Jessica, a thorough whisking is enough to get the mix fully incorporated.
why do I always read these recipes AFTER I have left Whole Foods (millet and wheat germ)?
Hi, I just stumbled upon this delicious recipe last night. I was wondering if this would work well for waffles as well?
Thanks!
About how long do you think this mix would last in the fridge? This probably won’t be an issue because if there’s pancake mix ready, we’re gonna have a lot of pancakes.
Mine tends to last about a month before it starts to loose quality.
I had to try this…the kids really liked it…we loved it…and I feel good about making pancakes even when I don’t have my selection of fruit to add in….’cause it’s just so healthy good…and tasty good! Reminds me a little of Coach’sOats, but fluffier and yummier! Thanks for sharing!
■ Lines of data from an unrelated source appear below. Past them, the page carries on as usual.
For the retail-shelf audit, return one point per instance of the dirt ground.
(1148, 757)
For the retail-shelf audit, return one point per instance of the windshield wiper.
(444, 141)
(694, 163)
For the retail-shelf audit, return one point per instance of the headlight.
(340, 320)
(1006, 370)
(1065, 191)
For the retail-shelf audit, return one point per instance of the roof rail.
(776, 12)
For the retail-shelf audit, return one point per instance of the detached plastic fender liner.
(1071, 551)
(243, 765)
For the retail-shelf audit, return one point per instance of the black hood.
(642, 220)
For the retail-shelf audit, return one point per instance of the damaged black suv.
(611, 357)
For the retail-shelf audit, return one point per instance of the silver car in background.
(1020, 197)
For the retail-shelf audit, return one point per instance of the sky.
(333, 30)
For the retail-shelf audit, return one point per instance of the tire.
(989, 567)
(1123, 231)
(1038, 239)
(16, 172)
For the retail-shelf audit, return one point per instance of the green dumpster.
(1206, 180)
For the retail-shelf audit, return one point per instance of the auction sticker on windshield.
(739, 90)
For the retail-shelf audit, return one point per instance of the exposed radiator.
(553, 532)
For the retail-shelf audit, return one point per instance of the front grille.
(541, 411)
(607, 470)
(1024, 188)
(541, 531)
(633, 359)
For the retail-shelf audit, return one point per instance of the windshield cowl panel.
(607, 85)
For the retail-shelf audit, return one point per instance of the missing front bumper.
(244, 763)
do you have to only use glass jars to make cookie or pancake mixes? why can’t you use plastic jars?
Toni, you don’t have to use glass jars for those things, I just happen to prefer them.
Made this mix from your book last weekend. Giving some jars as Christmas gifts, kept some for ourselves. Glad I did cause these are the BEST pancakes I’ve ever made. Seriously….something about the cornmeal and the millet they are so tasty!!! Thanks for sharing!!!
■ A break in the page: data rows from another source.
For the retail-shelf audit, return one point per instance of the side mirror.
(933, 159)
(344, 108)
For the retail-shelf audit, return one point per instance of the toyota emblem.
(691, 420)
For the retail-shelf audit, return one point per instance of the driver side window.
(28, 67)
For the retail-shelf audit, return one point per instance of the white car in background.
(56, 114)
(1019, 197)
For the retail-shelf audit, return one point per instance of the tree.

These are delicious and super flavorful. I used buttermilk and they were perfectly fluffy. The cornmeal gives them a subtle sweetness and the millet a nice crunch. Thanks for the great recipe!
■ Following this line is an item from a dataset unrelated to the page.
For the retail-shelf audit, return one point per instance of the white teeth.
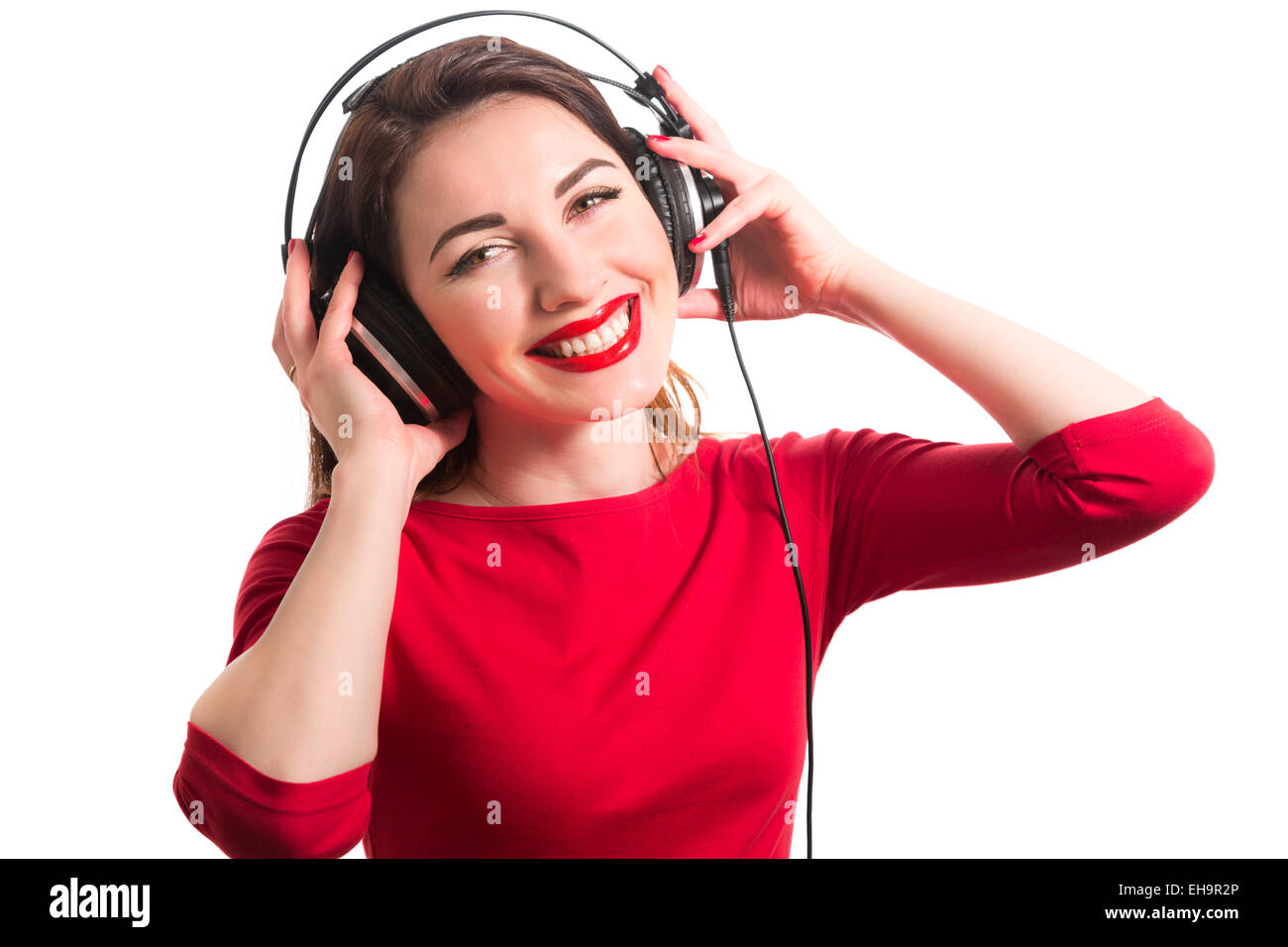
(595, 341)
If I want to gift batches of this mix to teachers, is it ok to half it for distribution?
Yes. You can package it up any way you want.
I don’t have millet and can’t find it locally. Could I substitute sesame seeds?
I would skip the millet, or use some toasted wheat germ in its place. I have no idea how sesame seeds would behave in the batter.
This looks yummy and convenient. I have a question about quantities. About how many pancakes does this make? I know it depends on the pancake size. Let’s say the nice 4 inch ones in the photos. Is this recipe meant to make one batch of pancakes? Seems like a lot, especially if only cooking for one or two people. Do I mix all the dry ingredients with all the wet? How do I divide it up for smaller portions?
This mix makes enough for about 4-5 batches of 8 pancakes. I typically use 1 cup of mix to 1 cup of milk/eggs (break two eggs into a measuring cup and add milk to 1 cup). The batter from 1 cup mix + 1 cup liquid should make 7-8 pancakes. I mix all the dry ingredients up, stash them in a large container, and then portion out what I need.